Monday, August 26, 2013

Many aspects of the story can affect the dialog, Here I've added some stuttering to account for shivering in her voice. I hope this adds to the flavor of the story.

It took an effort for Aeriona to convince her fingers to curl around the mug he offered. As soon as it felt solid in her grip, she looked at him. A young man, barely as hold as herself. His brown eyes locked onto her own, carrying a message of shame. He didn’t fit the mental picture she’d built up of a soldier.

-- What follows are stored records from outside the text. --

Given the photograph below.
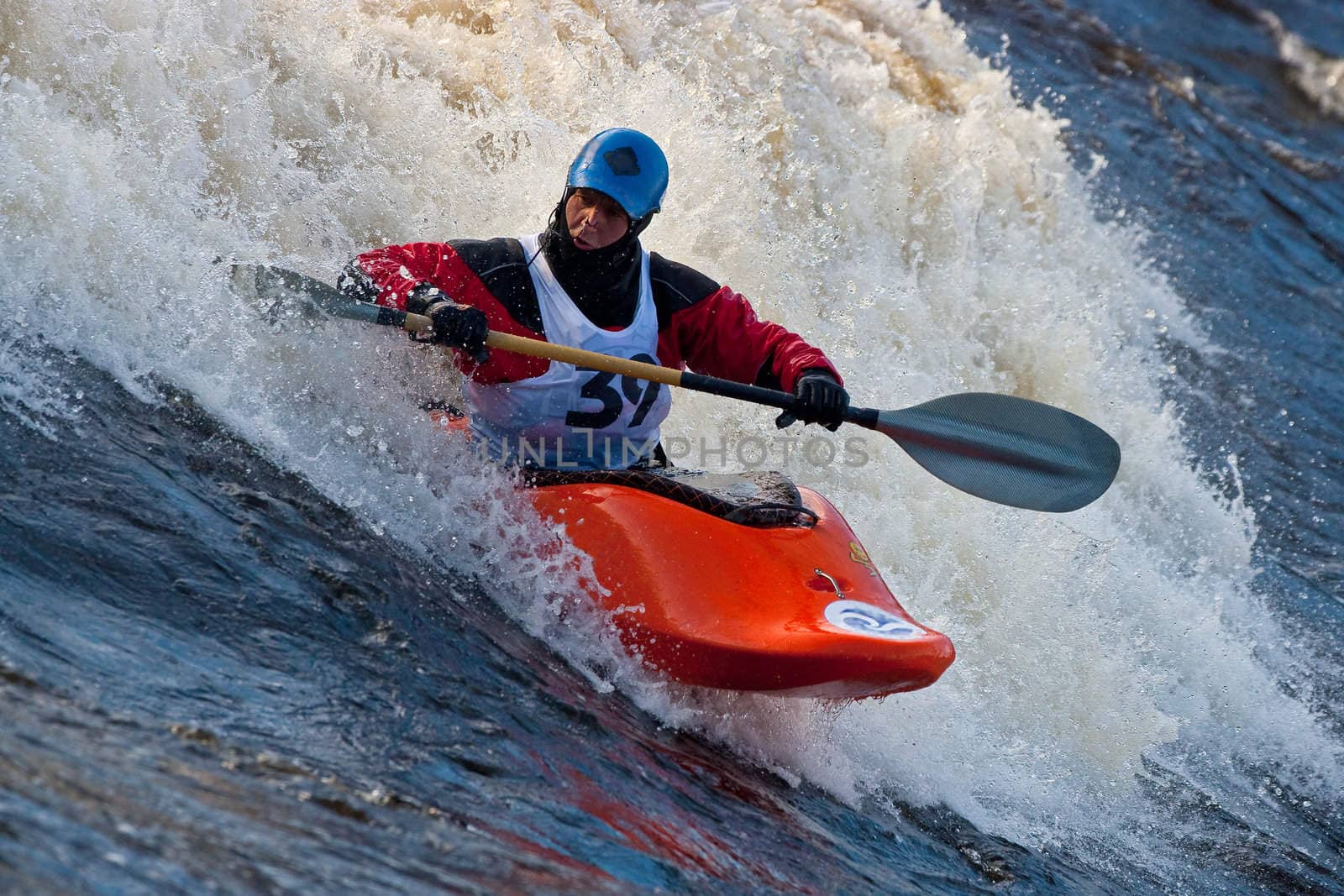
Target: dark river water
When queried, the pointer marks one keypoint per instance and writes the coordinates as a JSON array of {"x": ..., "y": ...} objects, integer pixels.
[{"x": 262, "y": 631}]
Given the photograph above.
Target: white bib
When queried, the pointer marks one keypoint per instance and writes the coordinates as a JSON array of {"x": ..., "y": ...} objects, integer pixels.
[{"x": 575, "y": 417}]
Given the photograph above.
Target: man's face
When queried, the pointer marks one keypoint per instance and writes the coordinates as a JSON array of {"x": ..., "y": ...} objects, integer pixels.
[{"x": 595, "y": 219}]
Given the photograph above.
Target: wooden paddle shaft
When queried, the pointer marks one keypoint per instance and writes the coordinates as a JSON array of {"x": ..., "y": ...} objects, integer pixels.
[{"x": 564, "y": 354}]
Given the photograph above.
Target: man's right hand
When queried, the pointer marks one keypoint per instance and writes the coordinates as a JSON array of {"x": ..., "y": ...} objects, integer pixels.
[{"x": 461, "y": 327}]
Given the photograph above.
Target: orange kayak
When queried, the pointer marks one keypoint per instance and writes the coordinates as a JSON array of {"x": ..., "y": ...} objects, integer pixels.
[{"x": 739, "y": 582}]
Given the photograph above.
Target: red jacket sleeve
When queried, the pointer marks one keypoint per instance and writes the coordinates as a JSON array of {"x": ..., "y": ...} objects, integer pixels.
[
  {"x": 722, "y": 336},
  {"x": 396, "y": 270}
]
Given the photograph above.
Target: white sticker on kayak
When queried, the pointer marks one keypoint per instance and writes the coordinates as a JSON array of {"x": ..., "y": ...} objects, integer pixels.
[{"x": 864, "y": 618}]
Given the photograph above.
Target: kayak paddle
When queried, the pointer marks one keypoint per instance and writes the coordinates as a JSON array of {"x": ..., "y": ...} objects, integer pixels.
[{"x": 1000, "y": 448}]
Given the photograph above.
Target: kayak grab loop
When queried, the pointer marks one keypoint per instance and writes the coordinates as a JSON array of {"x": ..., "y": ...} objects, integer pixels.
[{"x": 833, "y": 584}]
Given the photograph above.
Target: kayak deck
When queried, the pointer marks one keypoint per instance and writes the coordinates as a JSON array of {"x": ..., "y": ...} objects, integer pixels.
[
  {"x": 743, "y": 582},
  {"x": 796, "y": 610}
]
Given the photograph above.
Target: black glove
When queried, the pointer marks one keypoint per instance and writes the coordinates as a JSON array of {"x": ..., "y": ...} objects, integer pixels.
[
  {"x": 461, "y": 327},
  {"x": 820, "y": 399}
]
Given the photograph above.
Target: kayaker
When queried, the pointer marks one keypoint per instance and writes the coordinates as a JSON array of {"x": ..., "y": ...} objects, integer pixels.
[{"x": 586, "y": 281}]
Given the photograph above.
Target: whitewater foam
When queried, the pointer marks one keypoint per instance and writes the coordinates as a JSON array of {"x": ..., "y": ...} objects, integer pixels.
[{"x": 853, "y": 168}]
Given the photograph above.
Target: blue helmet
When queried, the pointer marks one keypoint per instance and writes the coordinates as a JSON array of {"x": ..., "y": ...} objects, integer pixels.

She had seen men like him tending livestock, or working the fields. He wasn’t much different than the one who tended the melon stand where all the students liked to fondle the produce while staring at him. The girl students at least. Aeriona had spent her share of time pretending to be interested in mint melons.
“I..I..I..d..don’t think I heard any of those.”
“It’s just as well. Some of it wasn’t so nice. Let me get you a spot by the fire.”
He led her over close to the fire, where the other soldiers were milling about. Everyone was trying to get their own share of the heat; a few started to protest her intrusion, until spotting the prince standing close by. The cloak around her shoulders helped trap the heat coming off the fire, taking the chill off her skin. The mead did its share of warming her from the inside.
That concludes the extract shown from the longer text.